Harris arrived Monday in Salt Lake City, Utah, for Wednesday’s vice presidential debate ,where she will face off against Vice President Mike Pence. The op-ed seems to be a pitch to Mormon voters not just in Utah, but in swing states like Arizona and Nevada, which both boast sizable Mormon populations.

Despite Harris taking the tone of someone protecting babies from getting separated from their mothers in this op-ed, she is a strident supporter of abortion and has a consistent record of being one of the most pro-abortion Democrats in Congress.

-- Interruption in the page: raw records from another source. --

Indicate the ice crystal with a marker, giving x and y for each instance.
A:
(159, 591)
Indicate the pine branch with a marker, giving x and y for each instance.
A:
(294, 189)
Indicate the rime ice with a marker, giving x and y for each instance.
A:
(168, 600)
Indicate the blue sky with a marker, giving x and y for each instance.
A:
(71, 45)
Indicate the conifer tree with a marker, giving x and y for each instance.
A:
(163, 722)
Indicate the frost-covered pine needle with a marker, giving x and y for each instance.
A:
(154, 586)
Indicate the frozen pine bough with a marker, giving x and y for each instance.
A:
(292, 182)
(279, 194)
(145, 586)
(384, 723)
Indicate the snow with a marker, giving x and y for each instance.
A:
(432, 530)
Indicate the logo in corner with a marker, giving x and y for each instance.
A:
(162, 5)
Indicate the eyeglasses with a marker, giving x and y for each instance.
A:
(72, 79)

Harris has a 100 percent rating with Planned Parenthood, which, according to its 2019 annual report, aborted 345,672 babies in that fiscal year. Planned Parenthood has endorsed the Biden-Harris ticket for president and vice president.

Harris voted against the Born-Alive Abortion Survivors Protection Act, which would have required babies who survived abortion to be given lifesaving treatment, including nutrition.

Harris nonetheless in the op-ed wrote about religious influences in her own life, discussing herself and her sister growing up:

When my sister Maya and I were growing up, we lived two doors down from Regina and Arthur Shelton, a wonderful couple who ran a day care and after-school program out of their home. Because our mother was raising us mostly on her own, and was still at work when we came home from school in the afternoons, we would go straight to the Sheltons’ house. Mrs. Shelton became a second mother to us. We became family to each other.

Maya and I loved singing in the children’s choir at the 23rd Avenue Church of God. On Sundays, our mother would get us dressed in our Sunday best and send us off to church, piled in with the other kids in the back of Mrs. Shelton’s station wagon. There, my earliest memories of the Bible’s teachings were of a loving God, a God who asked us to serve and stand up for others, especially those who were not wealthy or powerful. It was where I learned that “faith” is a verb — that we must live our faith and show faith in action.

This is a value shared by people of all beliefs. I saw it as a child when my mother — an immigrant from India — took us to Hindu temples. I see it in my husband, Doug, and his family’s Jewish traditions. I see it in Joe Biden, whose deep Catholic ethic animates his commitment to “the least of these.”

Harris also in the piece praised the Mormon Church’s “commitment to serving others, to doing his work here on Earth, is a moving example of faith in action” and said that example “has always guided my life’s work, from the time I was a young lawyer all the way to the United States Senate and now as a nominee for vice president of the United States.”

Beyond criticizing Trump, Harris criticized what she described as systemic problems in the country as a whole, citing “income inequality” and “structural racism.”

Harris concluded by promising the man with the right values is Biden.

“Those values — kindness, decency, acceptance, generosity, unity — bind us together as people across all faiths and as Americans,” Harris wrote. “Those are the values that, as president, Joe Biden will restore in our public life.”